Thank you he has got the buildings erected and roofs on , however he has not finished as he has not built it in stone as per application and the driveway is about 400cm to short so he has to resubmit new plans . I have tried writing to him and sending emails no reply. I will still send emails and send mail recorded from now one again many thanks phil
Expert:  F E Smith replied 6 months ago.

Thank you. Unfortunately, then it’s unlikely that you are going to get anything out of the neighbour than compensation if this goes to court. It is unlikely that the court would make him tear the wall because you have let him do this without taking any action. The court look at this is that you should have made the application as soon as the plans were submitted error if it wasn’t evident from the plans, as soon as he started digging the foundations. Then you could possibly have got it moved but it’s unlikely now.

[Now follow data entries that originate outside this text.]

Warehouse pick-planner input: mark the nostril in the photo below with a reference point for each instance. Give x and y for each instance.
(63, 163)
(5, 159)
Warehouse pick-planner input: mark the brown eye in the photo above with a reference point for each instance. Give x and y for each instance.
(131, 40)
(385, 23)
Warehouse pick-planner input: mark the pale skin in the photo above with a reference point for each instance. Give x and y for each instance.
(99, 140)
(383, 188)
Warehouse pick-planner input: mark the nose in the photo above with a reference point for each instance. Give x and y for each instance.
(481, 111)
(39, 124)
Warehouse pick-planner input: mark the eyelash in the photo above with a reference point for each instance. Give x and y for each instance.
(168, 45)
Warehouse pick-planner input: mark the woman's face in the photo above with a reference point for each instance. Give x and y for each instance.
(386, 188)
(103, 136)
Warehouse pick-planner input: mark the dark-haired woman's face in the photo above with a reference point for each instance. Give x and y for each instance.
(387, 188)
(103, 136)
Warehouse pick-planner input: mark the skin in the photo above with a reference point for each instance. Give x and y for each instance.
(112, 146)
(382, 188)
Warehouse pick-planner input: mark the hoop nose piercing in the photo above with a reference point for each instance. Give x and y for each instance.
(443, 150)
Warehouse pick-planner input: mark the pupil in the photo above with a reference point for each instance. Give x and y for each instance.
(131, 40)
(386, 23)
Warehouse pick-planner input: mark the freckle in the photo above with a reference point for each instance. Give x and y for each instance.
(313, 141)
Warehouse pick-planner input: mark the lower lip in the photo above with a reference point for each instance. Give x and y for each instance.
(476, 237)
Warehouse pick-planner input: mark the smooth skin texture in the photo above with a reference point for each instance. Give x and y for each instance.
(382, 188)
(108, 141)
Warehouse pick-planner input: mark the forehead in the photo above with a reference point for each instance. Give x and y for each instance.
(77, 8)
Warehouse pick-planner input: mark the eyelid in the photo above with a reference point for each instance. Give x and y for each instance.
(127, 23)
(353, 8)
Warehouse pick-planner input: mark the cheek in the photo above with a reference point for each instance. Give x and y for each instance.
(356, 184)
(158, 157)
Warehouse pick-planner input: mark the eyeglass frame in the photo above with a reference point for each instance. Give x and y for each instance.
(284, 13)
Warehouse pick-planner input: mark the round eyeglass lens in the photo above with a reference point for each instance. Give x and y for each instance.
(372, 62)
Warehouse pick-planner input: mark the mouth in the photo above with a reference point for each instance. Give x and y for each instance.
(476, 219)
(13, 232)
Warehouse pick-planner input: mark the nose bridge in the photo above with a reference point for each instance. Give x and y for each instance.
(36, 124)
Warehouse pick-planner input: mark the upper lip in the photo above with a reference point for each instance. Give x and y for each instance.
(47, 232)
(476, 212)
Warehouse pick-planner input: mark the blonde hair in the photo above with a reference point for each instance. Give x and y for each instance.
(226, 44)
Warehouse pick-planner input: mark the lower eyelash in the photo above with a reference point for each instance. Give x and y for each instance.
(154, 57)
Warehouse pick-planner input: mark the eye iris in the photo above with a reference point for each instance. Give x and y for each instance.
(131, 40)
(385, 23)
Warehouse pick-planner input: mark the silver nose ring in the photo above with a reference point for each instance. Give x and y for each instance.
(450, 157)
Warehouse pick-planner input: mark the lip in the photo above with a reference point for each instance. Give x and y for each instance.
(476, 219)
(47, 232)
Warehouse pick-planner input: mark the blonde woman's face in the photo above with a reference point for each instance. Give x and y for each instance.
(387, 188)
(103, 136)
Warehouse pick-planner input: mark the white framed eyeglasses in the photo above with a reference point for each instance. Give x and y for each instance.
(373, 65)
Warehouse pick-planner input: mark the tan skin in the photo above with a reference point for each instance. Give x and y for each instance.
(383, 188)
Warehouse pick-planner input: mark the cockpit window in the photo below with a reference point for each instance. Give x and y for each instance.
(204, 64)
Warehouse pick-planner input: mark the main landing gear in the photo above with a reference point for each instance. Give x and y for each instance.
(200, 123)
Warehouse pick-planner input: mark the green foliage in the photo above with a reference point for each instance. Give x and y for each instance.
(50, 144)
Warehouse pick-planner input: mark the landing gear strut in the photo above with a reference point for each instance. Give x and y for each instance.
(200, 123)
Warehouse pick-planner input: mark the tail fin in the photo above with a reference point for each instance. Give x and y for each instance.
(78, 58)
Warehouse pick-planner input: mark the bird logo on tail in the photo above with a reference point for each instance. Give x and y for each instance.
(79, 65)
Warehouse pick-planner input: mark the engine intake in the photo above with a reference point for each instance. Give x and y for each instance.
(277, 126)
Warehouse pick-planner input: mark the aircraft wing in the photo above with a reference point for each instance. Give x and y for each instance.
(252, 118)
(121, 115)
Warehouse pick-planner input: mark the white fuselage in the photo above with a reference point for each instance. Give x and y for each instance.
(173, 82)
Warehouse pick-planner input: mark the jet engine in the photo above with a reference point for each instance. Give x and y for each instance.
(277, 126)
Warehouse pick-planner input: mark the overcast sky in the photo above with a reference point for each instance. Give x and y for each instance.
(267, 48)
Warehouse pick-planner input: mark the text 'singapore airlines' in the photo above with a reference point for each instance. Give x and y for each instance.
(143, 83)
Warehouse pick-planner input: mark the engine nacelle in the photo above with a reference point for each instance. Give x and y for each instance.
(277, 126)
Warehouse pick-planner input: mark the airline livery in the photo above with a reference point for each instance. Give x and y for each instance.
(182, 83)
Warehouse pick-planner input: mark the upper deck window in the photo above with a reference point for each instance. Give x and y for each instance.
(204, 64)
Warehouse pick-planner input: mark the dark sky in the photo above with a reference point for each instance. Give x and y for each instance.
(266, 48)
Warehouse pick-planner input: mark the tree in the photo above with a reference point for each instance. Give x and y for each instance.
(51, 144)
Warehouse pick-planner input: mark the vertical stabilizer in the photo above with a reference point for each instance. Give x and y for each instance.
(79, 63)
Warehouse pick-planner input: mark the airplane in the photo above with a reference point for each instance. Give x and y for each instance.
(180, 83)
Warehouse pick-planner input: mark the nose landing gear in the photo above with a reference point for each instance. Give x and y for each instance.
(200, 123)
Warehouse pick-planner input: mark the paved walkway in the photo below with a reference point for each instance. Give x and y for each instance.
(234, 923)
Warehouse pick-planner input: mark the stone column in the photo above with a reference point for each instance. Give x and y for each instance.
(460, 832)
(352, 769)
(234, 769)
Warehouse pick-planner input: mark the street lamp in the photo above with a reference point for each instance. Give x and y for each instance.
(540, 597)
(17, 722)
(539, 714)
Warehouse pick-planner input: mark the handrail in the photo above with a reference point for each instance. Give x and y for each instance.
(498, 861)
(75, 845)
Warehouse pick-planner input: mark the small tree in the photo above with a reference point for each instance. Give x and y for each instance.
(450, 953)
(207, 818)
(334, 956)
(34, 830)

Customer: replied 6 months ago.
He has offered. To move our garden fence at his expense further onto our garden, as it would mean us loosing approx half a Mtrs of garden the full length we said that he could buy this strip .as then it would revert the access back to what it was.We had a reply from the planning officer who was trying to negotiate a settlement as they would not deal directly with us, that he would move fence but not pay for land.
Expert:  F E Smith replied 6 months ago.

You have a solution albeit that you lose some land but you would be entitled to be compensated for that land.

The argument now is just over that cost. It depends how valuable that piece of land is to you and what the quality of defence that he is going to put up is. What you would need to do is grant a licence over that piece of land if you are retaining it and he is not buying it from you, so that you could always grab it back at some stage in the future.

One of the thing the neighbour seems to be missing is that if you did the same thing as he’s done, I imagine the right-of-way would disappear altogether. How would he feel about that?